Multi-Head Attention: Many Lenses at Once

A single attention layer learns one relationship type. Multi-head attention runs H parallel heads with different W_Q, W_K, W_V matrices, then concatenates:

  headᵢ = Attention(X·W_Q^i, X·W_K^i, X·W_V^i)
  MultiHead(X) = Concat(head₁, ..., head_H) · W_O

Typical: H = 8 or 12 or 16 heads.
Each head ends up specialising in a different pattern — e.g.:
  Head 1 learns subject ↔ verb agreement
  Head 2 learns adjective ↔ noun binding
  Head 3 learns coreference (pronoun → antecedent)
  Head 4 attends to the previous token (local context)

Like multiple convolutional filters each detecting a different pattern.

Not manually designed — each head discovers its specialty during training

Why Attention Beats RNNs

  • Parallelisable: RNN must process xₜ before xₜ₊₁ (sequential). Attention computes all positions at once — massive GPU speedup on modern hardware.
  • Direct long-range dependencies: path length from token 1 to token 1000 is 1 hop in attention vs 1000 hops in an RNN. No vanishing gradient.
  • Interpretable: attention weights can be visualised, showing exactly which tokens the model consulted for each decision.
  • Cost: O(N²·d) for sequence length N — the N² makes very long sequences expensive. For N ≤ ~10,000 this is fine; beyond that, linear-attention variants are needed.

Masking: Causal vs Bidirectional

Not all tasks should let every token see every other token:

Bidirectional attention (used in BERT, for understanding tasks):
  Every token attends to every other token — full context.
  Attention matrix is fully populated.

Causal (masked) attention (used in GPT, for generation):
  Token at position t can only attend to positions ≤ t.
  Upper-triangular entries of Q·Kᵀ are set to −∞ before softmax.
  Prevents 'cheating' by looking at future tokens during training.

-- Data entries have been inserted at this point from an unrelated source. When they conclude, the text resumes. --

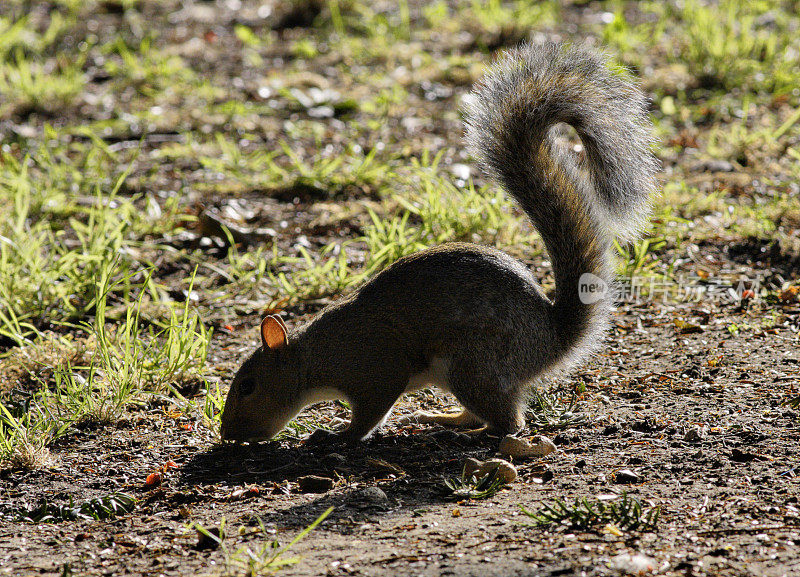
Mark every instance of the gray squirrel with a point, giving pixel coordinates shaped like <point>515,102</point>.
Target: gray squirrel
<point>471,319</point>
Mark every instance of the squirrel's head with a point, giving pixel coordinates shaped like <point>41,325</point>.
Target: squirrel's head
<point>260,401</point>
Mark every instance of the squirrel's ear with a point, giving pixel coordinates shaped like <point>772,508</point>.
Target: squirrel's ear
<point>273,333</point>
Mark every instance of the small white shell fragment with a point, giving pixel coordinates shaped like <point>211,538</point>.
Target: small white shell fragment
<point>537,446</point>
<point>505,470</point>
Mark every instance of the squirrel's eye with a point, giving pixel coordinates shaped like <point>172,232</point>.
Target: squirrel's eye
<point>247,386</point>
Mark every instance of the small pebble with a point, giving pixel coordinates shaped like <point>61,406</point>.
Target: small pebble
<point>479,469</point>
<point>626,477</point>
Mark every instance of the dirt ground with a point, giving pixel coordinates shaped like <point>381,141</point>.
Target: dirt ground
<point>729,498</point>
<point>686,399</point>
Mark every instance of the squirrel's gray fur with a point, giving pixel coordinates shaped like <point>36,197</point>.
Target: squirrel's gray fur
<point>469,318</point>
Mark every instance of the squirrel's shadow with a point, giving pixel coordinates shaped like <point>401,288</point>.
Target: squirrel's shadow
<point>417,457</point>
<point>373,478</point>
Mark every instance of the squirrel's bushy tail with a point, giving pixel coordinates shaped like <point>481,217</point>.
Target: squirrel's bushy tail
<point>578,203</point>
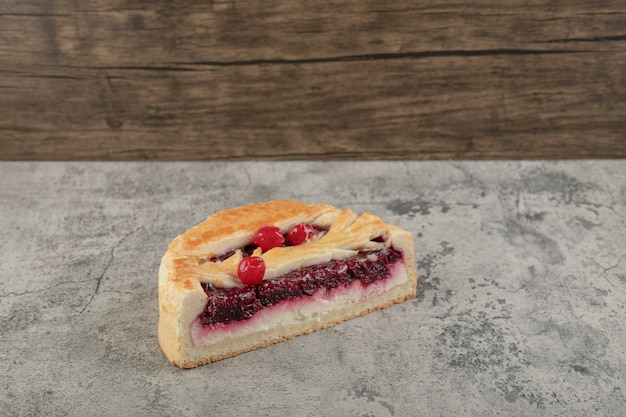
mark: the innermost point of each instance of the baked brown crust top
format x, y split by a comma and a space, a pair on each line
189, 261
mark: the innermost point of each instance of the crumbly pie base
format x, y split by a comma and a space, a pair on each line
187, 265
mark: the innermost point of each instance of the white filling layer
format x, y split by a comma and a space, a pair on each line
287, 315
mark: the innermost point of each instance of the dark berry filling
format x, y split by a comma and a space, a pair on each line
232, 305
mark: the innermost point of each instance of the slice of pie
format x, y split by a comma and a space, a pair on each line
263, 273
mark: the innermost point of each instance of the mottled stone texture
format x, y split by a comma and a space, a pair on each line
520, 310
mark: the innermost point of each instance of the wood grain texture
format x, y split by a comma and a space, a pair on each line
124, 80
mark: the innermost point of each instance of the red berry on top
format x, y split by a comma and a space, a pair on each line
268, 237
300, 233
251, 270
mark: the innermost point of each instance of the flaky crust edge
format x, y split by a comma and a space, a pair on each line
181, 301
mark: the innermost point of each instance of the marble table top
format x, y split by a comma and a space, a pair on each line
520, 310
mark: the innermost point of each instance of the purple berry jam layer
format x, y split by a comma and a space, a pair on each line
226, 306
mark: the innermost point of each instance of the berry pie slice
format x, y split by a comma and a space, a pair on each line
263, 273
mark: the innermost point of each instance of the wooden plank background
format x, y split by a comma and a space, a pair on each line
278, 79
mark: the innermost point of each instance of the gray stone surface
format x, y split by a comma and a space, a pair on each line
520, 307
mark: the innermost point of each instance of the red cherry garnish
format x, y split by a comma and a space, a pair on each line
268, 237
300, 233
251, 270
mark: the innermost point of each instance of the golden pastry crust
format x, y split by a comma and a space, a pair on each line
186, 265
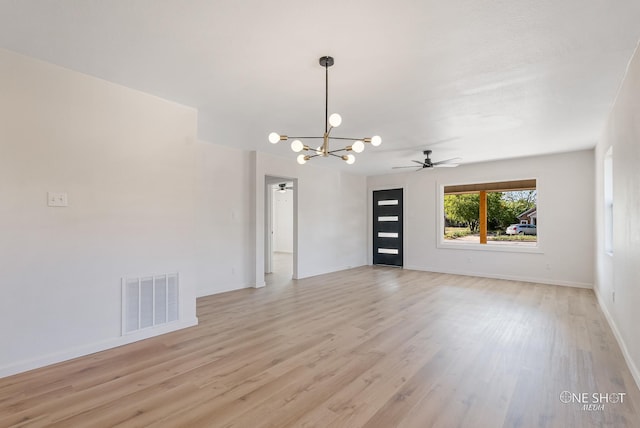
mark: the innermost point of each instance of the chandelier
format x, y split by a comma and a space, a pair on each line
330, 122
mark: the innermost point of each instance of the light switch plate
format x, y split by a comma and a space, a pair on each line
57, 199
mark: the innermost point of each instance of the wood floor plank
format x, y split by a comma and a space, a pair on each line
367, 347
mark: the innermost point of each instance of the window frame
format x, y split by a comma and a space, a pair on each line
441, 243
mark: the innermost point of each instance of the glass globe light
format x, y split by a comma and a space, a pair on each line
335, 120
274, 137
357, 146
297, 146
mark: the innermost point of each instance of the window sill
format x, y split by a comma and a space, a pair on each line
505, 248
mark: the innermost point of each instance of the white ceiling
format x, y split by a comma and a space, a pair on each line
477, 79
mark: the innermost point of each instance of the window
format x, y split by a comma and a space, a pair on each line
494, 214
608, 201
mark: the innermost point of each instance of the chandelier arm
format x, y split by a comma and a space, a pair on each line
307, 138
344, 149
346, 138
333, 154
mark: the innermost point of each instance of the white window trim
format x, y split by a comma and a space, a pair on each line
441, 243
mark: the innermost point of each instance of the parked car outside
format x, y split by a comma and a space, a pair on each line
522, 229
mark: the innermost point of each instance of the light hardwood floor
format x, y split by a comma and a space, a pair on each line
368, 347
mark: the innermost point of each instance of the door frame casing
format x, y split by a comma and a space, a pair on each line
370, 191
269, 182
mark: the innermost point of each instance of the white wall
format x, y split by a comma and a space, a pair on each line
565, 218
126, 160
620, 273
223, 219
283, 221
331, 220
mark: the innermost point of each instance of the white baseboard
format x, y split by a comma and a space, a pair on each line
224, 289
84, 350
507, 277
616, 333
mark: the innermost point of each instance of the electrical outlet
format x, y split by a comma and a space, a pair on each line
57, 199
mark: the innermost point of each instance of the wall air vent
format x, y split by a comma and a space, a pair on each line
149, 301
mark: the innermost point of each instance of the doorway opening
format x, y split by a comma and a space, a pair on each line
280, 230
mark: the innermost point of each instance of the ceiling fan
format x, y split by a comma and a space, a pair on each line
427, 163
282, 187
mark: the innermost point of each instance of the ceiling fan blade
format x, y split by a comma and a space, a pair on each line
448, 161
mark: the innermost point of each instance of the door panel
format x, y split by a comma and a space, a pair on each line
387, 227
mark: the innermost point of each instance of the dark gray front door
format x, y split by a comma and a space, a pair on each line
387, 227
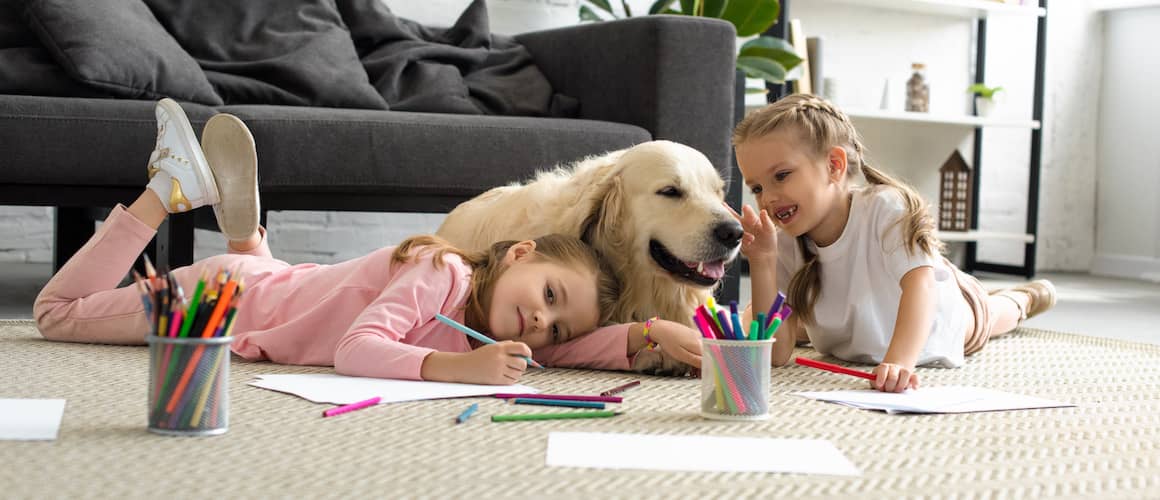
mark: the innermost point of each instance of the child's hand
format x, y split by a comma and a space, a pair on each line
894, 377
498, 363
760, 239
678, 341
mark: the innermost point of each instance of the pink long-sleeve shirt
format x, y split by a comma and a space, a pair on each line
370, 318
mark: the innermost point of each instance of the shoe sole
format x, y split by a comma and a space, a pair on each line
189, 139
232, 157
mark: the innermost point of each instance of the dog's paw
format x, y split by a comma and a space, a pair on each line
655, 362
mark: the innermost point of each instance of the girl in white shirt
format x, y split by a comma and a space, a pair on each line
861, 263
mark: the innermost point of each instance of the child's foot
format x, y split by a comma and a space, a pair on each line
230, 150
1031, 298
178, 171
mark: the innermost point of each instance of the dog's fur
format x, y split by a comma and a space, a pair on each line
618, 203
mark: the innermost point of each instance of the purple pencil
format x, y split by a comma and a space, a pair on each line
565, 397
774, 309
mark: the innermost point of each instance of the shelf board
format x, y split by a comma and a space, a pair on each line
978, 236
940, 118
956, 8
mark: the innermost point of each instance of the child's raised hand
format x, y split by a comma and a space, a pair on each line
760, 237
497, 363
678, 341
894, 378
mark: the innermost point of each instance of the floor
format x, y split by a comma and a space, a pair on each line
1090, 305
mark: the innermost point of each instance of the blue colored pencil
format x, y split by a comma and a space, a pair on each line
723, 320
477, 335
595, 405
774, 310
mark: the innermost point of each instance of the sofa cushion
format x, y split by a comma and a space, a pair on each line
117, 46
295, 52
26, 67
463, 69
92, 143
311, 150
106, 143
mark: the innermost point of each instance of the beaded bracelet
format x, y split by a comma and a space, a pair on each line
649, 341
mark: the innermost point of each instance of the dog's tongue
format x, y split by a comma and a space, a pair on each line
713, 270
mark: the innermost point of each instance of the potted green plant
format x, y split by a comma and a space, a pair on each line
985, 98
763, 57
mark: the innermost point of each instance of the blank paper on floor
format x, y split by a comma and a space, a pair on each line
944, 399
342, 390
30, 419
696, 453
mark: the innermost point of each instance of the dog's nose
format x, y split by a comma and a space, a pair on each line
729, 233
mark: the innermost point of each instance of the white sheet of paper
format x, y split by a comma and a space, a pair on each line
696, 453
341, 390
943, 399
30, 419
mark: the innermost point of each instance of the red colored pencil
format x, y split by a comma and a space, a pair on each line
834, 368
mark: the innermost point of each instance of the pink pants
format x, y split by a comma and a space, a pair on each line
81, 303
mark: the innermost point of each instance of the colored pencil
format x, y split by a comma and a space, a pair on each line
726, 328
477, 335
570, 404
521, 417
564, 397
834, 368
774, 309
466, 413
353, 406
620, 389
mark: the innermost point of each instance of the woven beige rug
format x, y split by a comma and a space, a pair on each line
280, 446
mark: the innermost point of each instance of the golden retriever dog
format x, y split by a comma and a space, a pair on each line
655, 211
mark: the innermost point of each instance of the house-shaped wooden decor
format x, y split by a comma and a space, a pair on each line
955, 194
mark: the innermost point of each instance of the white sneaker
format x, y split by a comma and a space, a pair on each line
178, 171
230, 150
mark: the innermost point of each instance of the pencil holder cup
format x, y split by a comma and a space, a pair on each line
188, 385
734, 378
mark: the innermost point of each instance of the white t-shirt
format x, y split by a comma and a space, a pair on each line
861, 276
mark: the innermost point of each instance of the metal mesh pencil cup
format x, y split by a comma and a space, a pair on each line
188, 385
734, 378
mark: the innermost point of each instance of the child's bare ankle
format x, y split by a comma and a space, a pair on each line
246, 245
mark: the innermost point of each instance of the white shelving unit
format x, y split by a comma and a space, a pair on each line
945, 120
957, 8
978, 236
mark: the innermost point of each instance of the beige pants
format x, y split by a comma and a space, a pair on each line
977, 299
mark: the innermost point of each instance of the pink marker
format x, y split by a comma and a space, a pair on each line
350, 407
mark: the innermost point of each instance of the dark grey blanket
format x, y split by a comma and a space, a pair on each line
463, 69
347, 53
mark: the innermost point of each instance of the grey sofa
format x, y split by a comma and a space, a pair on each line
639, 79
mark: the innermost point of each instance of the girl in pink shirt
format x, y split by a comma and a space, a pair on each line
372, 316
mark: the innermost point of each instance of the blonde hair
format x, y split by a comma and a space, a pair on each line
823, 127
487, 267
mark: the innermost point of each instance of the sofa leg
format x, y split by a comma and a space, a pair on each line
175, 241
72, 227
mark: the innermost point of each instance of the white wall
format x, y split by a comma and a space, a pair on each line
1128, 240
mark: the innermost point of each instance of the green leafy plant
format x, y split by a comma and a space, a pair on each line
983, 91
765, 57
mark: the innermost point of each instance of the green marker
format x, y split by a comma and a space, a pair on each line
520, 417
191, 312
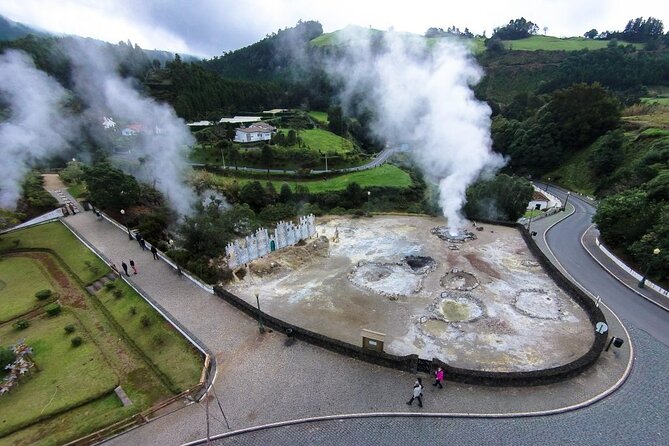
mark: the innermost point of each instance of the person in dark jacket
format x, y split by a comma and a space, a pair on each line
417, 393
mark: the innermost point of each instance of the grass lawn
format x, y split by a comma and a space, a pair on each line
55, 236
658, 100
324, 141
319, 116
20, 279
74, 423
68, 376
171, 353
386, 175
550, 43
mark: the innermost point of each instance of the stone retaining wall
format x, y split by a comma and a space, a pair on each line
414, 364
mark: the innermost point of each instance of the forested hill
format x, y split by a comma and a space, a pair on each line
273, 58
10, 30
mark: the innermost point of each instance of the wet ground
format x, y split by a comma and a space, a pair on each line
481, 304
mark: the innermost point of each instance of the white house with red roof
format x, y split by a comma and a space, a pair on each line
260, 131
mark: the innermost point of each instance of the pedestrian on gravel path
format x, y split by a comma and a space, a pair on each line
417, 393
438, 377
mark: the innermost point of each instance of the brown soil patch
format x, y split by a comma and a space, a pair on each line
482, 265
291, 258
69, 292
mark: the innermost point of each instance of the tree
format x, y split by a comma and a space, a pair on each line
286, 193
591, 34
624, 218
233, 155
254, 195
581, 113
607, 154
502, 198
266, 157
494, 45
109, 187
73, 172
516, 29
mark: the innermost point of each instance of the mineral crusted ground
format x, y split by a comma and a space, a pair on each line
514, 319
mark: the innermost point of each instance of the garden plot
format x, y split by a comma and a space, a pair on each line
482, 302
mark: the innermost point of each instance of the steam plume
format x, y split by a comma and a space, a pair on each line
164, 137
36, 126
422, 96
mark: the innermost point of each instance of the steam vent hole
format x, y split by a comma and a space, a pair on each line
459, 280
537, 303
458, 236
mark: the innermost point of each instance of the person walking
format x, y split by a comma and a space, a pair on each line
417, 393
438, 377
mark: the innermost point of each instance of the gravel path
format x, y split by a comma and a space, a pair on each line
261, 379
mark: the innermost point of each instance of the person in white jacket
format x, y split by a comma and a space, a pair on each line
417, 393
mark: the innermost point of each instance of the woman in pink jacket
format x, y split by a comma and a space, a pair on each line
438, 377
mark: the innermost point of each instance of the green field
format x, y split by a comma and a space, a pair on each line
151, 363
20, 279
324, 141
171, 353
550, 43
55, 236
319, 116
68, 376
386, 175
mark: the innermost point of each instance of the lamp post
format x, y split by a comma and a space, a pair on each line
642, 282
125, 222
566, 200
261, 327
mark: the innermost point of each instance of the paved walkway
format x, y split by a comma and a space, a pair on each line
263, 379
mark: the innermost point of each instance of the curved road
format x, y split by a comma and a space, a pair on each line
564, 240
633, 415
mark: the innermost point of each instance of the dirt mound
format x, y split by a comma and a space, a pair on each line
291, 258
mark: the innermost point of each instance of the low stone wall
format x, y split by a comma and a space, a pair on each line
413, 364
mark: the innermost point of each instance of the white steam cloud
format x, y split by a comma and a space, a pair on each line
34, 128
38, 126
422, 95
164, 137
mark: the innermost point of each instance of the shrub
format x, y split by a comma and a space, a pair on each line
7, 356
43, 294
53, 309
21, 324
145, 321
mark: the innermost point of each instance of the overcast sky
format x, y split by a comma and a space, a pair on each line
210, 27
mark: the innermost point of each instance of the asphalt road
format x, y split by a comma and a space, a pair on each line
633, 415
564, 240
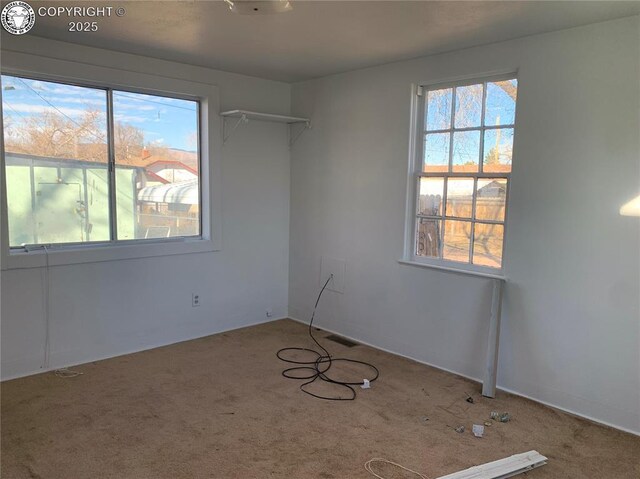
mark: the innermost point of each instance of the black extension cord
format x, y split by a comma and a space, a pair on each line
319, 367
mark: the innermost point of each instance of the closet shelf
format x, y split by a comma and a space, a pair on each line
244, 116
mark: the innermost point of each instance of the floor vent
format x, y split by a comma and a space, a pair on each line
339, 339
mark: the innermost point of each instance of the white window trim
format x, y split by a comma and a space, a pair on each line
21, 64
415, 141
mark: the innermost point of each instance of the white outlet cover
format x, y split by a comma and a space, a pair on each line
335, 266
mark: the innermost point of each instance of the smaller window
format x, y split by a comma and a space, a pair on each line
462, 172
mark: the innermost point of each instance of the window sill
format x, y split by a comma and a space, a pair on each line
452, 269
59, 256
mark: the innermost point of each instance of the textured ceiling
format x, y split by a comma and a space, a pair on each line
319, 38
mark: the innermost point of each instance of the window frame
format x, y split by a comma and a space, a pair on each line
92, 76
415, 173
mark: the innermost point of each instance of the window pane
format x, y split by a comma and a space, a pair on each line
487, 244
56, 162
468, 106
501, 103
428, 238
460, 197
466, 151
490, 199
436, 152
431, 193
457, 240
438, 110
498, 150
157, 166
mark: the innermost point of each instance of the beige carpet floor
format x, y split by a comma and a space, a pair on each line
218, 407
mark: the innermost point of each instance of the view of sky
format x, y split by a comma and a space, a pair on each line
164, 121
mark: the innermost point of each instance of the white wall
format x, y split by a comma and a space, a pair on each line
571, 316
104, 309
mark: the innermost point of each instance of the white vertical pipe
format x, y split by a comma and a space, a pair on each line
491, 368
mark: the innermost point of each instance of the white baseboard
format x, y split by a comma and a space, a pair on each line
68, 364
507, 390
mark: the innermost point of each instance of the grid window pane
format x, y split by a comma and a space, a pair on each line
436, 152
498, 150
501, 103
157, 174
430, 196
466, 151
469, 227
460, 197
491, 194
457, 240
487, 244
55, 142
468, 106
438, 115
428, 238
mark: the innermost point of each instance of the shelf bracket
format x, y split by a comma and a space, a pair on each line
307, 126
226, 135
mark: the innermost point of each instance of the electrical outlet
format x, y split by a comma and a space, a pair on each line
336, 267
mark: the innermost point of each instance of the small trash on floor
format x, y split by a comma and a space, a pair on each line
500, 416
67, 373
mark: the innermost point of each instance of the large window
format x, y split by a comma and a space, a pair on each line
461, 172
98, 165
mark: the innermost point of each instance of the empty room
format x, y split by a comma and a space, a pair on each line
320, 239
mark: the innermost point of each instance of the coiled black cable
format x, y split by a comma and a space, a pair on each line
318, 368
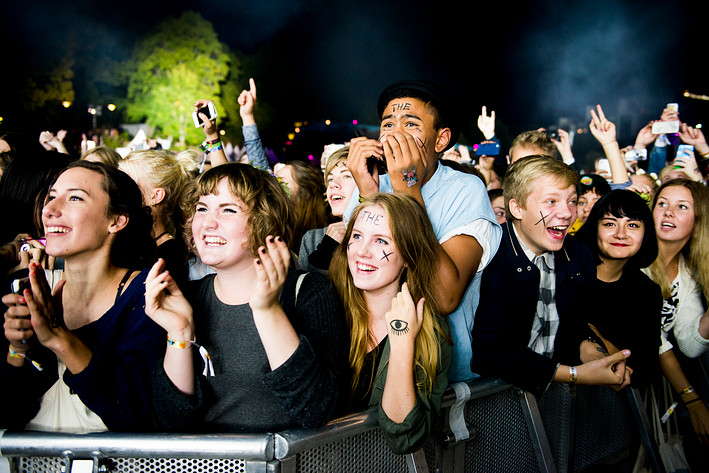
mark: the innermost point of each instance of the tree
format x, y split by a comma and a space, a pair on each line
180, 62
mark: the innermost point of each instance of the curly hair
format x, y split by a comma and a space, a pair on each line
270, 212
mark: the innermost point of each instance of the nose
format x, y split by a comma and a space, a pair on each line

  mask =  [1  0  0  0]    (token 1 sees only itself)
          [1  1  0  0]    (token 2 sees 1 & 2)
          [1  1  1  0]    (token 3 sees 1, 2, 3)
          [1  1  1  1]    (token 4 sees all)

BERT = bidirectional (fill-in-blank) · GPT = causal (predict next token)

Practice questions

  1. In scaled dot-product attention, what do Q, K, V represent?
  2. Why is the softmax attention score divided by √dₖ (where dₖ is the key dimension)?
  3. What is the main advantage of attention over RNNs for long-range dependencies?
  4. What is the purpose of multi-head attention (using H parallel attention heads instead of one)?